The program will achieve these goals by targeting four related areas: partnerships, research, infrastructure, and data science training. Establishing mutually beneficial partnerships will integrate AI/ML data science research networks with community and clinical research networks to form collaborations and engage underrepresented scientists at various career stages.

Partners will use new and existing datasets to develop and enhance AI/ML algorithms and apply AI/ML approaches to address health inequities and disparities. AIM-AHEAD will also enable a coordinated data and computing infrastructure that enhances the interoperability of data resources. Finally, AIM-AHEAD will provide training opportunities in data science and health disparities research, among other areas, to increase AI/ML analytics capabilities and foster diversity in the discipline.

Q. What are the gaps that AIM-AHEAD will fill?

Biomedical and clinical research use AI/ML in numerous ways, from identifying patterns in patient data to recommending treatment strategies. However, the lack of diversity AI/ML research and data can perpetuate biases in applications, algorithms development and training, and interpretation of findings. For example, AI algorithms are often trained with data that does not represent the full diversity of a population, which can perpetuate racial and ethnic and gender biases, leading to health disparities and inequities.

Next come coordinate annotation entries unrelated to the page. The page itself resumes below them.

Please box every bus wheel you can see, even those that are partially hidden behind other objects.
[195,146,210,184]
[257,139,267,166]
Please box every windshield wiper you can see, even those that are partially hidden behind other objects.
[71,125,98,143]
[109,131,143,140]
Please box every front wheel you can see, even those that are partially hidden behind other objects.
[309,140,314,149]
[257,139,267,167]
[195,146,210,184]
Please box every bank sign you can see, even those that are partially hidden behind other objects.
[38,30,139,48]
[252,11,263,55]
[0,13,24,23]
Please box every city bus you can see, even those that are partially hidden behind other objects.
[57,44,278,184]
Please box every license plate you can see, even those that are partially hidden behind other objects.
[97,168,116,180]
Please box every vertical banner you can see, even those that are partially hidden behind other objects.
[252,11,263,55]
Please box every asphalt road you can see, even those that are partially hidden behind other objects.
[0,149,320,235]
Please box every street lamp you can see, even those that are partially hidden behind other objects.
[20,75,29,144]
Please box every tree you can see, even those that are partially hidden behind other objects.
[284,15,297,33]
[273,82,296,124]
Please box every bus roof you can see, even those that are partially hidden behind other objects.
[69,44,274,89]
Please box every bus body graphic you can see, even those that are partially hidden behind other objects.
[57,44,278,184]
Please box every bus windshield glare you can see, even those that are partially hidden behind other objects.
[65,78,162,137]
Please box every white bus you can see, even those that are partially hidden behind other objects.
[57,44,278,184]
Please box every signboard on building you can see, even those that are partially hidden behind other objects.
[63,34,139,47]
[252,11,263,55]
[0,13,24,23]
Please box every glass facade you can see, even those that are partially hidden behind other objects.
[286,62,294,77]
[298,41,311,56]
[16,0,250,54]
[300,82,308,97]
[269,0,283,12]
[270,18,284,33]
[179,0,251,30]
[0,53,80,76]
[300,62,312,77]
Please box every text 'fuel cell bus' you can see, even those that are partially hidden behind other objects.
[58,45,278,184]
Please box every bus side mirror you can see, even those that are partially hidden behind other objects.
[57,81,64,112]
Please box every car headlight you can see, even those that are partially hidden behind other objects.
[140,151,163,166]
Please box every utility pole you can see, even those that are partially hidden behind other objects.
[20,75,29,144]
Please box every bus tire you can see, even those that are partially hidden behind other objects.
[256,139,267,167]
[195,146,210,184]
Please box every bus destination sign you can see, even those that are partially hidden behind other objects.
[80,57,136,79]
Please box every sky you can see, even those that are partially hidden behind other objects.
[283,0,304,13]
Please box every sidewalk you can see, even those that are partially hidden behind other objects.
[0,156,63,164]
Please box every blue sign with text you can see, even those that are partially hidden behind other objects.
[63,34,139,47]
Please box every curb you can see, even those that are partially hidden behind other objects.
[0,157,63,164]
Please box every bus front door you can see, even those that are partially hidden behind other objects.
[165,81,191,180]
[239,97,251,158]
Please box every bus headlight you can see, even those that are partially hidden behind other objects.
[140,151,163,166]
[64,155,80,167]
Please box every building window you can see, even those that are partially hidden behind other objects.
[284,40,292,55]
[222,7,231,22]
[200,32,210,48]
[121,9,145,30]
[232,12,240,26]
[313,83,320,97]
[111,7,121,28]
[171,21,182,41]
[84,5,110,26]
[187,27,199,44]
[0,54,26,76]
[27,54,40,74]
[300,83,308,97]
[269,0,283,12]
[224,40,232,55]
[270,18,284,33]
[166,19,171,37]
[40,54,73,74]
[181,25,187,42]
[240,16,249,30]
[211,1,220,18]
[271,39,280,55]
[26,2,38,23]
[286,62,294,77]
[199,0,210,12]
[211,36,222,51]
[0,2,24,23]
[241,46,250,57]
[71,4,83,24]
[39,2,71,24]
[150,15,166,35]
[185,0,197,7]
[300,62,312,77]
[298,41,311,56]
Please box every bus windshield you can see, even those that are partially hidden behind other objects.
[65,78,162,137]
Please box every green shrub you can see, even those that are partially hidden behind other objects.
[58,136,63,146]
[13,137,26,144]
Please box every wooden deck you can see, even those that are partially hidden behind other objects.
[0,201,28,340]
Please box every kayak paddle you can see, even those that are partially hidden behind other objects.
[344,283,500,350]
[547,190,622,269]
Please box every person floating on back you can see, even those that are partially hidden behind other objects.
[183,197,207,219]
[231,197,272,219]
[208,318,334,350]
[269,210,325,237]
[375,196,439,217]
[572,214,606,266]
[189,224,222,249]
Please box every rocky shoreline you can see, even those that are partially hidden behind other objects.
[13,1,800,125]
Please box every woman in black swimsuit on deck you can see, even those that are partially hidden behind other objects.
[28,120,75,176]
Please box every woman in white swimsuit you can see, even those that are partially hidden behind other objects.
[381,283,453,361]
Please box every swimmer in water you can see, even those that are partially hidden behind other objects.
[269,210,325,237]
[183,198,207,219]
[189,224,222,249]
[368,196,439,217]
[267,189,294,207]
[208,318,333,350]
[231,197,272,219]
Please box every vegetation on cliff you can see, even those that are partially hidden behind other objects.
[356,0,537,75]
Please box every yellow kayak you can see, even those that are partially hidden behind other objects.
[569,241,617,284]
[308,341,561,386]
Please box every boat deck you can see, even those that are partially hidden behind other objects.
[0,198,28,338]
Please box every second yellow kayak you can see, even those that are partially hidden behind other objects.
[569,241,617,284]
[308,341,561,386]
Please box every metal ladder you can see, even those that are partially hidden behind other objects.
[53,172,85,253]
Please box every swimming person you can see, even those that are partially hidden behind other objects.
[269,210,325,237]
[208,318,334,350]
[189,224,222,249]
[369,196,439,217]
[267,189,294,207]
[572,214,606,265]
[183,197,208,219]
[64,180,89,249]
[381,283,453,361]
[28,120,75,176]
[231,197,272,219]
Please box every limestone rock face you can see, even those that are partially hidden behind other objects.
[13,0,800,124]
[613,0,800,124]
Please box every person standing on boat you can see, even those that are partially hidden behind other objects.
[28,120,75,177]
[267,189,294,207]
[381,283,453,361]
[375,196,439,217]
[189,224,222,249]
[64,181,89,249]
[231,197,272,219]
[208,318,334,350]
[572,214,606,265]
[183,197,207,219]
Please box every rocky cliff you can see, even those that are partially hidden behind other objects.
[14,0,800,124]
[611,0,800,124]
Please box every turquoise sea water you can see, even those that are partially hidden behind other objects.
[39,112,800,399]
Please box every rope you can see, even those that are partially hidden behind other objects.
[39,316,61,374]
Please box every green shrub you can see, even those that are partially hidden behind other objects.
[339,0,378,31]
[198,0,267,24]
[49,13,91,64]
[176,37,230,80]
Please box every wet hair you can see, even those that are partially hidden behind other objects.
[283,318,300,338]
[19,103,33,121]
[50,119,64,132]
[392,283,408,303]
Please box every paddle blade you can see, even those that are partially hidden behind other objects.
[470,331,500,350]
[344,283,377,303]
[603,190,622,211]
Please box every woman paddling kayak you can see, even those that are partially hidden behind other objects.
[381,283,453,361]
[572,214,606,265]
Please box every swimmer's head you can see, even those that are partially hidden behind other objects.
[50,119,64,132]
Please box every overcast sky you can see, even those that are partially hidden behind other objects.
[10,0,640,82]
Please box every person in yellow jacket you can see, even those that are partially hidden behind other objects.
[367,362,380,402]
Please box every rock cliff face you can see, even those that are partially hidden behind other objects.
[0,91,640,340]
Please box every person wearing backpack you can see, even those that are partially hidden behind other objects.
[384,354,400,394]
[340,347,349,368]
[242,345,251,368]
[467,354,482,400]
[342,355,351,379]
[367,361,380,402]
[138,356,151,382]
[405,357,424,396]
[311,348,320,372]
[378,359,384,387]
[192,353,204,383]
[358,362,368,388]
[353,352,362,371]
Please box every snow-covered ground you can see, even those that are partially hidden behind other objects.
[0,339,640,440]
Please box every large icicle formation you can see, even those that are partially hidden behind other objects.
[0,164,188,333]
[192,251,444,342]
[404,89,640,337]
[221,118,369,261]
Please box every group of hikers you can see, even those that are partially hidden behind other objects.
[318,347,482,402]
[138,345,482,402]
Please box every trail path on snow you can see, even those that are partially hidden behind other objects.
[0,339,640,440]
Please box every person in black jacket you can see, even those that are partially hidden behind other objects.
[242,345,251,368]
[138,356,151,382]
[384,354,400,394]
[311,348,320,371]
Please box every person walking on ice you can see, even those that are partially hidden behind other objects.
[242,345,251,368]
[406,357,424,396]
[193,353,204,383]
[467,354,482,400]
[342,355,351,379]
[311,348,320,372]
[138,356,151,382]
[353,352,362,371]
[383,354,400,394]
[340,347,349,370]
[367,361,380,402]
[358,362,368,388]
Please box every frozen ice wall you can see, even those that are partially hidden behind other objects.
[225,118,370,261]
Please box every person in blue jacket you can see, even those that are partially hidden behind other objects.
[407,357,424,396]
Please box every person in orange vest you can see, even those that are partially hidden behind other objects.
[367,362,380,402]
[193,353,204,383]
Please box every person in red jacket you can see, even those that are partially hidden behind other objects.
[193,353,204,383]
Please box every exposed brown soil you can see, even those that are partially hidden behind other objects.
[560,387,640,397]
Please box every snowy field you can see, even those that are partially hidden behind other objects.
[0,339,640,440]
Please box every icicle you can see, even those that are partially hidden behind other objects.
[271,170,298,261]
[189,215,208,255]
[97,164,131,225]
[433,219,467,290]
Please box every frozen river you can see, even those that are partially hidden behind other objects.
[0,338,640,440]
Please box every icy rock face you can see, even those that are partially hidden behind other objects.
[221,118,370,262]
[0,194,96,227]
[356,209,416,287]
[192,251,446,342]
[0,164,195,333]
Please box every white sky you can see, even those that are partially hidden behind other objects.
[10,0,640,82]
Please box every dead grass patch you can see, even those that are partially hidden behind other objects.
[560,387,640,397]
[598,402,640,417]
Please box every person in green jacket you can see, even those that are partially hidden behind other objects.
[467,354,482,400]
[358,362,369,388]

Underrepresented researchers and communities in AI/ML have untapped potential to contribute expertise, data, recruitment strategies, and innovation to this rapidly advancing discipline. In addition, research suggests a relationship between increased workforce diversity and improved patient outcomes, so a diverse AI/ML research community has the potential to better anticipate and detect biases in AI/ML systems and address health disparities.

Q. How will AIM-AHEAD enhance biomedical data science workforce development?

As a national program with regional hubs across the United States, AIM-AHEAD is well-positioned to develop and invest in a diverse scientific workforce. For example, AIM-AHEAD partnerships and evidence-informed training opportunities will enhance researcher diversity at all career stages, including leadership positions. The result will be an inclusive research community poised to advance biomedical data science.

AIM-AHEAD will also catalyze the development of an inclusive and engaged community in biomedical data science by establishing strong criteria for a thorough training needs evaluation, a systematic approach to execution, and accountability for broad inclusion—principles often absent in AI/ML.

Q. Tell me about the new NIH-funded AIM-AHEAD consortium.

In September 2021, the NIH awarded an initial $50 million to the University of North Texas Health Science Center (UNTHSC) to lead the AIM-AHEAD Coordinating Center (A-CC). UNTHSC is partnered with 15 other institutions; they compose the A-CC and have expertise in community engagement, health equity research, AI and data science training, and data infrastructure. The A-CC is developing a consortium of institutions with a core mission to serve health disparity populations and an interest in building a more inclusive basis for AI/ML. The consortium will engage in various activities to enhance AI/ML research while developing and sustaining relationships with groups impacted by health disparities, and new collaborators are welcome.

Q. How does AIM-AHEAD fit into the larger NIH vision for equity in biomedical research?

AIM-AHEAD will help the NIH accelerate the pace of biomedical innovation and employ the promise of AI/ML to improve the health of everyone in the nation. Ensuring that the benefits of AI/ML are equitably shared across all groups and populations is a multi-factor, grand challenge for biomedical and health research.

AIM-AHEAD is a significant NIH investment to address this challenge with the potential to transform AI/ML by creating a more inclusive foundation for advancing AI/ML systems in a fair, inclusive manner. It also furthers broader NIH goals to promote the ethical creation and use of data and AI/ML models across the research ecosystem while broadening and diversifying participation in biomedical data science.